Бабу Таню я узнала раньше, чем познакомилась с ней. Наша редакция переехала в один из домов на Фрунзенской набережной, путь туда пролегал по дорожке через скверик, на одной из лавочек которого и сидела часто, опираясь на палку, эта бабушка. По дорожке редко, кто ходил, развлечений у сидящих в скверике было немного, поэтому все идущие мимо провожались пристальным взглядом. Через какое-то время я стала приветственно кивать, и бабушка отвечала мне тем же. Как-то она, кивнув, призывно помахала рукой. Я подошла.

— Как зовут-то тебя?

— Катя.

— А меня баба Таня. Ты тута работашь или жить наехала? Жить-то тебе тута негде, все квартеры тута занятые. 

— Работаю. 

— Ну-ну, я так и надумала, что работашь тута где. Дак только когда тебе работать, коли ты всё бягом бегашь? Я в одну сторону засмотрюсь, а ты уж с другой бягом бяжишь. Щас ногами-то денёг много не набегашь. Щас только волка ноги и кормют. А кто из людей бягом бегат — тот бедно живёт. Кто вон сиднем сидит, да на шее тех, кто бягом бегат — те богато живут.

— Да нет, и работать успеваю. 

— А успевашь, то пока ноги носят — бегай. Уж не понясут когда, дак и не пройдешь пешком, не то — бягом. А как я вон, с клюкой да полозом. Ране-то я тоже была на ногу скора. Да на войне ишо ноги оставила. Я же на фронти: то окопы рыть, то раняных таскать.
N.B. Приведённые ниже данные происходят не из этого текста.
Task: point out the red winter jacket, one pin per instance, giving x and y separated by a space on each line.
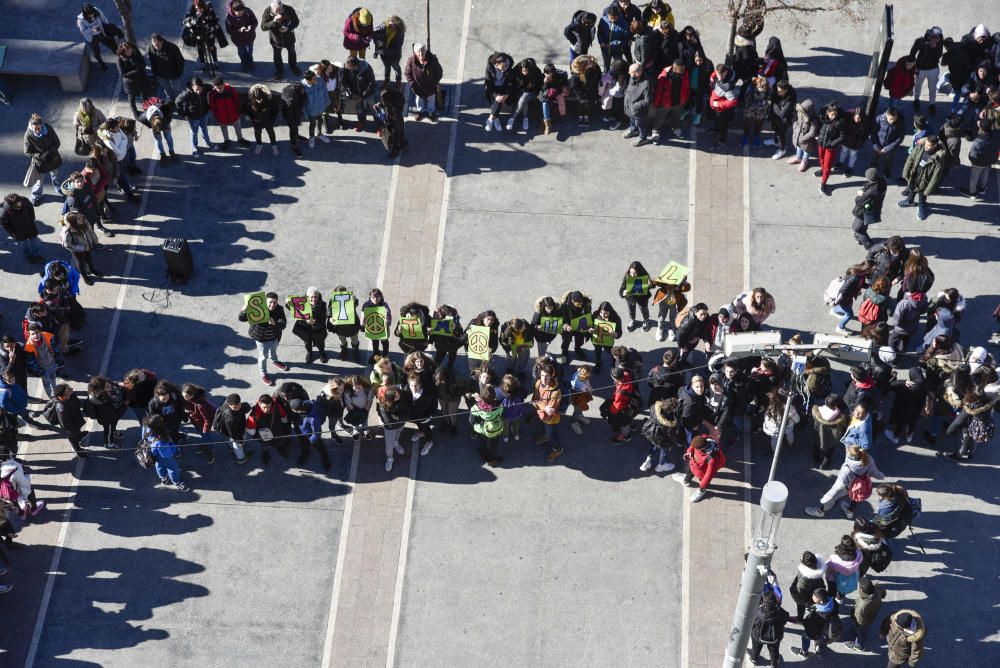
664 89
705 464
899 80
225 106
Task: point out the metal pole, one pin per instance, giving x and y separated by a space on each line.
773 497
781 438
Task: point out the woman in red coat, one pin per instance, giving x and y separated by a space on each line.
704 458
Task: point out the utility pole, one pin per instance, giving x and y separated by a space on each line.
773 497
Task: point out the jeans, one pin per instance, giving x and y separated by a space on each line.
426 105
846 311
158 138
266 349
171 88
979 179
930 76
168 468
196 124
30 247
245 52
39 185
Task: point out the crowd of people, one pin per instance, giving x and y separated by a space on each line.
652 78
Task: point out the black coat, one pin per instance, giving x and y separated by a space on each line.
166 63
20 225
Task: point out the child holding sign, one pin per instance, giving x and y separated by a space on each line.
607 327
635 289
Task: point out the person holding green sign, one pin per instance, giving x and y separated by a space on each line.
575 304
607 327
635 289
546 323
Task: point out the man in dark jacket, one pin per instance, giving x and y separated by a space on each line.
580 33
192 104
359 87
267 335
982 157
923 172
886 136
423 72
868 206
927 51
638 97
280 21
17 215
167 64
241 24
66 412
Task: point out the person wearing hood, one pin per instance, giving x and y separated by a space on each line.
166 62
904 632
704 458
805 129
927 51
820 624
241 24
580 33
723 101
664 432
358 31
41 145
868 206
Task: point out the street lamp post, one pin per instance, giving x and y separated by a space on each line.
773 497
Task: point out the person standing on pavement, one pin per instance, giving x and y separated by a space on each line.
927 51
267 336
167 65
423 73
280 21
241 24
17 216
638 98
41 145
904 632
923 172
868 206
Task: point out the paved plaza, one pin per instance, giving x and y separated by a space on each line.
443 561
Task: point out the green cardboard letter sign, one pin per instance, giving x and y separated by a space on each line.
375 323
479 342
255 306
342 309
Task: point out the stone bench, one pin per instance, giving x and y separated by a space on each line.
37 57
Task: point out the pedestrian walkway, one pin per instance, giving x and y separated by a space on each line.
714 529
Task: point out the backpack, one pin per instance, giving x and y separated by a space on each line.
981 429
860 488
868 313
832 293
8 493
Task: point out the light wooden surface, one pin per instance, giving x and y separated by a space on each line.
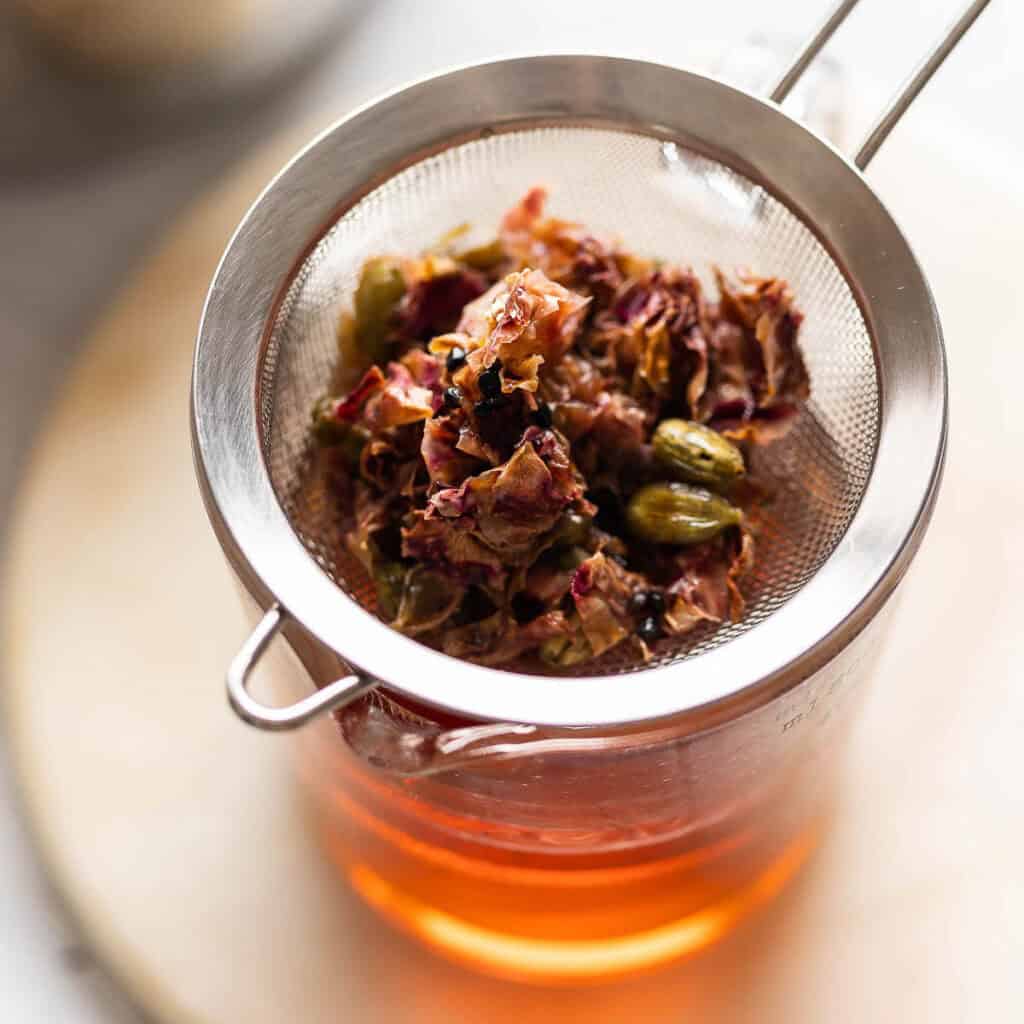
174 833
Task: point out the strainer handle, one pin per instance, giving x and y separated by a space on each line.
336 694
908 91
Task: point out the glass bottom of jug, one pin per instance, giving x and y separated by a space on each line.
573 961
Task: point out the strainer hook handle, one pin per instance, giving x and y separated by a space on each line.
336 694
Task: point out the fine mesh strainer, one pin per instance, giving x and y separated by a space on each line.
675 165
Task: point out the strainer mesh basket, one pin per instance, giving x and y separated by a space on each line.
660 200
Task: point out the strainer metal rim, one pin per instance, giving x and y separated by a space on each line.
752 135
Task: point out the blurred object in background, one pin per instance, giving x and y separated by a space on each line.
82 79
818 98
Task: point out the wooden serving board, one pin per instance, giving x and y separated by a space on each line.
175 834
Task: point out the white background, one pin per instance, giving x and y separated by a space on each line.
70 237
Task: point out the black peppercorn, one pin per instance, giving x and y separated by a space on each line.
456 359
542 415
649 629
491 380
487 406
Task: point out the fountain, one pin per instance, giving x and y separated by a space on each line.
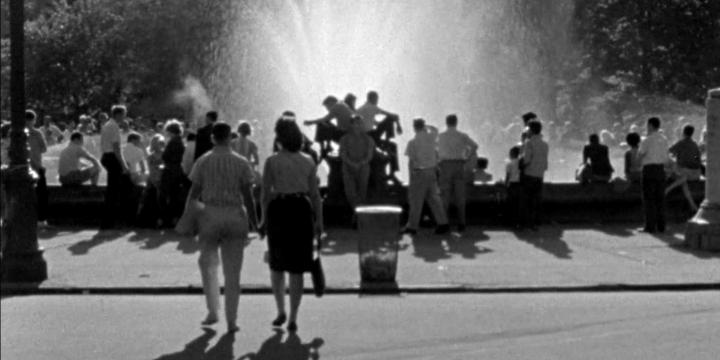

Ой! Оне тяжёлые — ровно кули! Ташишь яво, ташишь — упирашься. И он ведь тожа упиратся. Всё чем зацепит, найдёт: коряга, корень, не сдвиняшь прямо, быват. И оба рявём другой раз. Оба оплакивам: не выташить! Ряветь рявела, а ни одного не оставила — всех уташила, сколько ни упирались. А я больша их упиралась — да и выташила. И вот — клюка за это. 

— Да сейчас и молодые-то еле ноги таскают.

— Правду говоришь, да. Мне ведь под девяносто! А я вот обзавелася третьей ногой, да и таскают оне все три меня помаленьку. Ни без одной не обойдуся. Ни шагу не ступлю без какой из трех-то. Да, мы здоровше были, хоть ели плохо. Сейчас едите хорошо, а всё не в вас корм. Вот в тебя корм удался. А другая посмотришь — еле ноги волокёт, — бабушка обречённо машет рукой. 

   С тех пор мы то и дело разговариваем с бабой Таней. К разговору всегда приглашает она меня. 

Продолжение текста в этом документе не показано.